Kihyun denen şahıs Yoongi'nin eski sevgilisiydi. Jimin ile gittiğimiz bir barda Kihyun ve Yoongi ile karşılaşmıştık. Kihyun saplantılı bir şekilde Yoongi'ye aşıktı fakat Yoongi onu umursamadan bizi hiç tanımadığı halde gözlerini bir saniye bile ayırmadan sürekli masamızı izlemişti. O gün bir şeyler olduğunu elbette anlamıştım.

O günden sonra ise defalarca aynı bara, aynı saatte gitmiş ve her defasında Yoongi ile karşılamıştık. İlk zamanlarda Kihyun'da Yoongi ile birlikteydi, daha sonralarda ise Yoongi tek başına her zaman oturduğu masasında oturur olmuştu. Zaten birkaç ay sonrasında da masamıza gelmiş, Jimin ile tanışmıştı. Kısa bir flört dönemi geçirmelerinin ardından şimdi ki konumuna gelmişler, senelerdir bir an olsun ayrılmamışlardı. Çoğu zaman onların aşkına imrensem de, onların arasında ki bağın aşktan çok daha öte de olduğunu biliyordum. Onlar birbirlerinin ailesi gibiydi. Birbirlerinin sığındıkları liman olmuşlardı. Her zaman karşılıklı verdikleri kararlara saygı duymuşlar, birbirlerinin istemedikleri hiçbir şeyi yapmamışlardı. Diyorum ya, aşktan farklı bir bağdı aralarında ki duygu. 

Şimdiyse Jimin önce kıskançlık krizlerine girmiş, Yoongi'nin "Kihyun neden böyle bir şey yapsın." diye sormasının ardından salonda volta atarcasına ileri-geri yüremeye başlamıştı.  

"Neden yapmasın Yoongi? Eski sevgilini çok mu iyi tanıyorsun?" 

"Hadi ama bebeğim. Sende benim kadar tanıyorsun işte. O nasıl desem, korkar böyle şeylerden. Başka bir şey olduğuna eminim." Yoongi'nin konuşmasının ardından Jimin elini beline koyarak Yoongi'nin karşısına dikilmiş, kaşlarını çatarak Yoongi'ye bakmaya başlamıştı. Ah tabi bir de burnundan solmayı ihmal etmiyordu. 

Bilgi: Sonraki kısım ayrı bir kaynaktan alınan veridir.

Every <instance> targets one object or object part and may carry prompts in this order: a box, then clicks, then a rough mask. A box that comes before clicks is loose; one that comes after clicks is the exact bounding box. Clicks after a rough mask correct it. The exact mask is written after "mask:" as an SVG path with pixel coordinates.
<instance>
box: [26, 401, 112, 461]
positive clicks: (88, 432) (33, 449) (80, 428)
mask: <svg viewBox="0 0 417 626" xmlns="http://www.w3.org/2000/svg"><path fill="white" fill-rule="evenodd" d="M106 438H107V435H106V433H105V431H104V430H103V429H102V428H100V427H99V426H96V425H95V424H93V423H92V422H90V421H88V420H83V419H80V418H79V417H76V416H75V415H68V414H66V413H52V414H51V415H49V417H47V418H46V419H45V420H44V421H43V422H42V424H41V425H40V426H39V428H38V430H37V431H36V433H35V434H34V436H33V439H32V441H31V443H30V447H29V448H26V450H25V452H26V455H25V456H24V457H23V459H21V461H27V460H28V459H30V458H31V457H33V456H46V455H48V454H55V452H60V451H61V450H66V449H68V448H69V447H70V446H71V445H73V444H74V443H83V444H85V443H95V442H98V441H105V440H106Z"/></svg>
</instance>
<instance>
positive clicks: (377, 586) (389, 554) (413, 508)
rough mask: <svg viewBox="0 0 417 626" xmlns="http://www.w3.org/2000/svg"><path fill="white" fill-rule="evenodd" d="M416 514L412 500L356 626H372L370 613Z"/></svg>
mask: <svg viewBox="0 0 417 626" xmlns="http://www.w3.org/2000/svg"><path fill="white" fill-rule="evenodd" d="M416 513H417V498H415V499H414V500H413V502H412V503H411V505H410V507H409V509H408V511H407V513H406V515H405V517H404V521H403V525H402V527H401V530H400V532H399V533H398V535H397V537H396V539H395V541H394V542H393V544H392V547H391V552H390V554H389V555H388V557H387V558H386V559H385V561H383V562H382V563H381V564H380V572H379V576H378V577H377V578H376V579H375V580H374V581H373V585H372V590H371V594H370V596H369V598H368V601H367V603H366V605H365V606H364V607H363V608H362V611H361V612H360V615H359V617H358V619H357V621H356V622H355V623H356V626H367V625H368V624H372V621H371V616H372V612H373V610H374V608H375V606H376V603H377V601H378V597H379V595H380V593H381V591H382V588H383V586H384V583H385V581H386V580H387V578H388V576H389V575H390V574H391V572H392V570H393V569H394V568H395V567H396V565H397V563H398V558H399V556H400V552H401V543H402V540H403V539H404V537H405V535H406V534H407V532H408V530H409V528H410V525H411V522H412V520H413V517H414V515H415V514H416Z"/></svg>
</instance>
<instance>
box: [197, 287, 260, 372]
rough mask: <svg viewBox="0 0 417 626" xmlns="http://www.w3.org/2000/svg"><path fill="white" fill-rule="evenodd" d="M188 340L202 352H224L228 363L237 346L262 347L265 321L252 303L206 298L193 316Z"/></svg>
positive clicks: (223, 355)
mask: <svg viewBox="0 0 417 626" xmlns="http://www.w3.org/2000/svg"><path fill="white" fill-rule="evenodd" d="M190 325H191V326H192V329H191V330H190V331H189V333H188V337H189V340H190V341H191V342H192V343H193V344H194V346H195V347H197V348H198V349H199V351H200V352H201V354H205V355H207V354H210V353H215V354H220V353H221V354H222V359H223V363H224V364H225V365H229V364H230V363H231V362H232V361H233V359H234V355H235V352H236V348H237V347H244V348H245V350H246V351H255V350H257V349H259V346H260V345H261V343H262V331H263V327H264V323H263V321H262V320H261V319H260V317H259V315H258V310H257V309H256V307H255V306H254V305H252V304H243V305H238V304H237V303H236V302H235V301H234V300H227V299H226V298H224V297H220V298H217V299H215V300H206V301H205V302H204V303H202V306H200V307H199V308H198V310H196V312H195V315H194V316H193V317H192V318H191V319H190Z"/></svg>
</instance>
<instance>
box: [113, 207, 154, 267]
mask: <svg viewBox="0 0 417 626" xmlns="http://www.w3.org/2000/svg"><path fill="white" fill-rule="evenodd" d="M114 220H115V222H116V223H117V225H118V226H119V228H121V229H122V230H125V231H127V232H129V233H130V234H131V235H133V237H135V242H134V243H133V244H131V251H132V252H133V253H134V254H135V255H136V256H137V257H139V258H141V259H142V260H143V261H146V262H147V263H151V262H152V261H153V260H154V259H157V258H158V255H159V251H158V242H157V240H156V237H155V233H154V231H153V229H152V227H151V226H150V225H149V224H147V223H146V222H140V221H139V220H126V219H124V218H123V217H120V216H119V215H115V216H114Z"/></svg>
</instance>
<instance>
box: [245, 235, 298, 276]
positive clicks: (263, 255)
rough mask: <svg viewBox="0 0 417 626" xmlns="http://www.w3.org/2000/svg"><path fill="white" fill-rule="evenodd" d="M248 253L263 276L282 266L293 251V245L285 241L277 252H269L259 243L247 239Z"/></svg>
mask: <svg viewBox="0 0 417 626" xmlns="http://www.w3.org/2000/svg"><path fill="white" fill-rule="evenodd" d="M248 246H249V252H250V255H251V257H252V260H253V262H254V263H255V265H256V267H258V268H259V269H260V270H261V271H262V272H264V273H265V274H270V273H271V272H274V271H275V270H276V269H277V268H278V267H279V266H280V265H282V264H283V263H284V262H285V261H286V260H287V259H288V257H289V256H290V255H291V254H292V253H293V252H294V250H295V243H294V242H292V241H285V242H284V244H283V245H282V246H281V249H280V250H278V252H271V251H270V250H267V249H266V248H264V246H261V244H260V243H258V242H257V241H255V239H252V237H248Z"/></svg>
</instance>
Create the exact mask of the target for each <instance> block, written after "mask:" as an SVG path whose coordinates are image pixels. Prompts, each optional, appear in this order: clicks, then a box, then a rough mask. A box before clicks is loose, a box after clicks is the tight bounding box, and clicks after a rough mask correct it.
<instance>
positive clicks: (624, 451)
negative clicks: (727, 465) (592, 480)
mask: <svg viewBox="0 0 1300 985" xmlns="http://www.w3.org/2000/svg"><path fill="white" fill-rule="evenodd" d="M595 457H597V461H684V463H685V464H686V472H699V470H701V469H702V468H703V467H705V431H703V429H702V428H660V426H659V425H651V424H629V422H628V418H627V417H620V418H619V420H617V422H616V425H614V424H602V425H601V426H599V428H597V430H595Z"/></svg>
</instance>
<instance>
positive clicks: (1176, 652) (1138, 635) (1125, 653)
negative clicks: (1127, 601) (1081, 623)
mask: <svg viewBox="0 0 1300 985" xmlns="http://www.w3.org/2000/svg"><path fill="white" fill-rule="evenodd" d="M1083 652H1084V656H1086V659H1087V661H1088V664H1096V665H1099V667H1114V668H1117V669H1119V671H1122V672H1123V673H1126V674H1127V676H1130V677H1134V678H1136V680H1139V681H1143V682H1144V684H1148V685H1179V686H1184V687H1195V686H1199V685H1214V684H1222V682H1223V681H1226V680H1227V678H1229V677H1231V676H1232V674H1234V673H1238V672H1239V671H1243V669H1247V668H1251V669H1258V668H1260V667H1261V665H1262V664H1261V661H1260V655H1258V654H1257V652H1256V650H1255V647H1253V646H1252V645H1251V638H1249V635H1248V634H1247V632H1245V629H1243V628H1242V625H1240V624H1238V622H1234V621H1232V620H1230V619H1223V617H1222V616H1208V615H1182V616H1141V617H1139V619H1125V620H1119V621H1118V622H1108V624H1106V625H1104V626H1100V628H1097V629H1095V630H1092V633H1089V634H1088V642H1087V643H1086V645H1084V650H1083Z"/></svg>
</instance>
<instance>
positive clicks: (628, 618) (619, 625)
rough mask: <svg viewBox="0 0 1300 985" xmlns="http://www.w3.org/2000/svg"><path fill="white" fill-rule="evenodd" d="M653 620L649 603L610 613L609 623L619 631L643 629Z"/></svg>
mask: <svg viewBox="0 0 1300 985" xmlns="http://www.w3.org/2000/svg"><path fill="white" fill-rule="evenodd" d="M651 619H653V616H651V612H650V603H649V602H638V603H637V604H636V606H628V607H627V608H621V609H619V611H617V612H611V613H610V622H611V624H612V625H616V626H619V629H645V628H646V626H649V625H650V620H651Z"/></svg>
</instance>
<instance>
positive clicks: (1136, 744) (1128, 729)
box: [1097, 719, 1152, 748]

"Demek korkak, demek başka bir şey olduğuna eminsin Yoongi? Harika ya!" Evli çiftler gibi kavga ediyorlardı ve ben aralarına girmeye korkuyordum. Jimin öyle sinirliydi ki her an konu yine bana dönebilirdi. Aslında konu tamamen benimle alakalıydı zaten fakat hazır beni unutmuşken tekrar kendimi hatırlatmak istemiyordum.

Fakat artık çok geçti. 

"Sana o adamdan uzak durmanı söyledim Jungkook! O adamın tehlikeli olduğunu, bize zarar vereceğini defalarca kez söyledim. Peki sen ne yaptın? Büyük aşkının peşinden gittin öyle mi? Ah cidden!" diye bağırdı. Tüm bedeni de, tüm odağı gibi bana dönmüştü. Ne diyebilirdim ki haklıydı. Kim Taehyung tehlikeliydi, hayır Kim Taehyung tehlikenin ta kendisiydi. Buna karşın Jimin söylediği gibi beni defalarca kez uyarmıştı ama bu kimin umurundaydı ki?

Ben onu gördüğüm ilk andan beri ona bağlıydım. Kulağa kaçıkca gelebilirdi, kulağa korkunç dahi gelebilirdi ama bu sikimde bile değildi. Onu seviyordum, bu aşk mıydı bunu bile tam olarak bilmiyordum ama bir isim arayışında da değildim.

...

Sürekli geldiğimiz barın önünde, spor arabamızın içersinde duruyorduk. Kimseden ses çıkmıyor, kimse dışarı çıkmak için bir hamle yapmıyordu. Aslında deli gibi kapıya atılmak istiyordum ama korkuyordum. Jimin'in gazabından korkuyordum evet, her an üzerime atlayacak gibi hissediyordum ki şimdiye kadar bu nasıl gerçekleşmedi aklım almıyordu. 

"Jimin." diye mırıldandı Yoongi, nihayet bu sessizliğe bir ses getirdiği için ona teşekkür etmek istiyordum. Parmaklarım direksiyonun üzerinde, gergince ritim tutuyordu. İkisi arkadaydı ve ben ikisini dikiz aynasından izliyordum. Jimin cevap vermek yerine arabanın camından barın girişini izliyordu. Yoonginin başı ona dönüktü, öyleki hemen şimdi tüm bedenini de ona döndürmüştü. "Sevgilim." Seslenmesinin ardından Jimin'in küçük ellerini, kendi elleri arasına aldı ve işte tam olarak her şey şimdi başlıyordu.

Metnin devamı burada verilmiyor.